Congratulations okonomiyaki (and Caleb), I can no longer avoid the issue of how to deal with real recipe failures. I have a few draft posts started discussing either individual recipe disappointments or complete failure across all tested recipes. However, I’ve put off posting them for a number of reasons: I feel guilty saying someone else’s hard work in developing a recipe was a flop. I worry the failure is in the chef (me) and not the recipe. Also – who wants to read a post about something that was a flop?
Unfortunately, the okonomiyaki (Japanese savory pancakes) from Clean Green Eats were a flop. I can say that because I made them last night and then tried a different recipe for okonomiyaki tonight to use as a comparison. The okonomiyaki from Clean Green Eats weren’t awful, or inedible, but I would be embarrassed to served them to anyone and I wound up throwing them away.
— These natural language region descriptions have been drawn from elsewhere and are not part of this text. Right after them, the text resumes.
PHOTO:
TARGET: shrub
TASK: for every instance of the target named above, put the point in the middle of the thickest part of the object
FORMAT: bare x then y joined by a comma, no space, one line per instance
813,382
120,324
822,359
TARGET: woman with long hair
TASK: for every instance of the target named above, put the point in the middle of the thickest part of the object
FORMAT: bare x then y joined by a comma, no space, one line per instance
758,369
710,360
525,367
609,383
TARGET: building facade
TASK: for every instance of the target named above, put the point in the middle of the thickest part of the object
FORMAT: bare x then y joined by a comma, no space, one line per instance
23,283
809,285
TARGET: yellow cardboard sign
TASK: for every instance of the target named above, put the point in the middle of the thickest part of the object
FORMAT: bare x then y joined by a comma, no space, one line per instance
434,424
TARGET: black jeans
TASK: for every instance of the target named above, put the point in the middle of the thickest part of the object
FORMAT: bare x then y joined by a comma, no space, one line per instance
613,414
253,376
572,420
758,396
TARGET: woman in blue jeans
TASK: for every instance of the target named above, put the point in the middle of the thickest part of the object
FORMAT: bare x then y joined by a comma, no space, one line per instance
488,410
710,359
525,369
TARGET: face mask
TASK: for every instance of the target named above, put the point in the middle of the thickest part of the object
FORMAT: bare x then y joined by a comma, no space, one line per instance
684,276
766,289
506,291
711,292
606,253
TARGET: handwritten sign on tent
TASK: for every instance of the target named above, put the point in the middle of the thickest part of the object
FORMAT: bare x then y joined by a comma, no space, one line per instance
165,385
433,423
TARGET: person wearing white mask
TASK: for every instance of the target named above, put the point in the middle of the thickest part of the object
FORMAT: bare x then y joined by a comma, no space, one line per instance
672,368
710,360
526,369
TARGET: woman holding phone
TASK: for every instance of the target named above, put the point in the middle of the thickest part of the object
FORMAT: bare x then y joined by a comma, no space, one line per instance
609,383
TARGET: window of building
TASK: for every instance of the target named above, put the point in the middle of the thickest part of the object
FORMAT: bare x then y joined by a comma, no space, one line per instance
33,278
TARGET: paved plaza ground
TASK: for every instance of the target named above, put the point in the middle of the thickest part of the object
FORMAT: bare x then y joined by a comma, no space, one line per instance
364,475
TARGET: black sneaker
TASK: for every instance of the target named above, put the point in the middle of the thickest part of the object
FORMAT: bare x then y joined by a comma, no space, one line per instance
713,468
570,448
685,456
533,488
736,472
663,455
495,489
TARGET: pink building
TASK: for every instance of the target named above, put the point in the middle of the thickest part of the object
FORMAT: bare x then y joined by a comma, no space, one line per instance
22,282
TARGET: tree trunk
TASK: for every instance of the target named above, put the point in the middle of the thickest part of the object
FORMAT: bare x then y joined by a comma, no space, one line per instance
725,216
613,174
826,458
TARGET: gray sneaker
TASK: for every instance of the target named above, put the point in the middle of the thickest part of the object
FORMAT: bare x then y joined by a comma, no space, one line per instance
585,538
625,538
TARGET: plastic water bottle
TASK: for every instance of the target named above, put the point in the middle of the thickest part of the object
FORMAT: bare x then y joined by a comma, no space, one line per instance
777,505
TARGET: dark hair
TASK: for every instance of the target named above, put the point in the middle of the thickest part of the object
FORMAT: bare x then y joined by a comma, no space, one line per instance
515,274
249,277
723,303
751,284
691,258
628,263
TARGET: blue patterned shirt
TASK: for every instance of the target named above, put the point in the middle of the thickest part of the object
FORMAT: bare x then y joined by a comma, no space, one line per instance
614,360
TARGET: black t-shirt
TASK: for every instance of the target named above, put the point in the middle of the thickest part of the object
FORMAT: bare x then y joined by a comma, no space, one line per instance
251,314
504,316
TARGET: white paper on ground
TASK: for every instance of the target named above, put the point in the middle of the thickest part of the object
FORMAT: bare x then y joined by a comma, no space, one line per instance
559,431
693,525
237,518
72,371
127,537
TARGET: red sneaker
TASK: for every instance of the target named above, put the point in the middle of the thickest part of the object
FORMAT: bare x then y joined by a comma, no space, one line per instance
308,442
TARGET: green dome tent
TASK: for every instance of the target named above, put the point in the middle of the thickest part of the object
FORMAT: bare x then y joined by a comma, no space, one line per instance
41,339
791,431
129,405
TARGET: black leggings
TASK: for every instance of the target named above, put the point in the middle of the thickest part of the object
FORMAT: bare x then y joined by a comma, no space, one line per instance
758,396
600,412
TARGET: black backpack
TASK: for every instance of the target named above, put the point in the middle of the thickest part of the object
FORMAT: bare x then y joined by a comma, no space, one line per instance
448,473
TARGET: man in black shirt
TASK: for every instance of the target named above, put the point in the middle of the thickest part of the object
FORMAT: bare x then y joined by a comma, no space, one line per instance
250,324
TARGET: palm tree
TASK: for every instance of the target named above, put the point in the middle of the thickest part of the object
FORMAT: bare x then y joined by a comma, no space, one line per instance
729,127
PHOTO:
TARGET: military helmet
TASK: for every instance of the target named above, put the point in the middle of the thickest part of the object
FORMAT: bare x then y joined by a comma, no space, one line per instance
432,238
One problem with Candice Kumai’s okonomiyaki is the ratio of cabbage and scallion to batter. Compared to other okonomiyaki recipes, she uses about 1/8 the amount of cabbage, and 1/2 the amount of scallions. Strangely, she writes that the recipe is based on the okonomiyaki from the Hiroshima region, which are supposedly thicker, more substantial pancakes with more cabbage in them than the average okonomiyaki. Maybe there was an error in editing? She calls for 3/4 cup of chopped cabbage compared to the 8 cups packed, shredded cabbage other okonomiyaki recipes of equivalent scale require. Alternatively, one of the ways Hiroshima okonomiyaki stand apart from those of other regions is that they have layers. Candice’s recipe doesn’t specify any amount or weight for the “toppings” (which are really layers) she calls optional…Maybe if I had used a lot of cabbage and/or made more layers of the toppings, perhaps I would have liked these pancakes a lot more?The batter contains a whopping 3 tablespoons of (reduced-sodium) soy sauce for 6 servings, which is a huge amount of salt per pancake. That’s before adding the optional toppings like bacon or smoked fish. …there’s not nearly enough produce bulk in the recipe to balance that much sodium out, so I was left with uneven, lumpy cabbage pancakes that were overly salty and even more unappealing to look at than your average okonomiyaki. Mine turned out better once I used cooked egg as a layer, but they still weren’t worth remaking.If you’re in the market for making okonomiyaki, this standard version from Serious Eats was alright, but also imperfect – it took at least 10-15 more minutes of cooking with the heat on to be cooked through and it definitely needs at least one of the extras, like pickled ginger, to save it from being bland.I’ll have to keep experimenting – maybe by mixing the two techniques I can adapt this recipe and make some great Hiroshima-style okonomiyaki.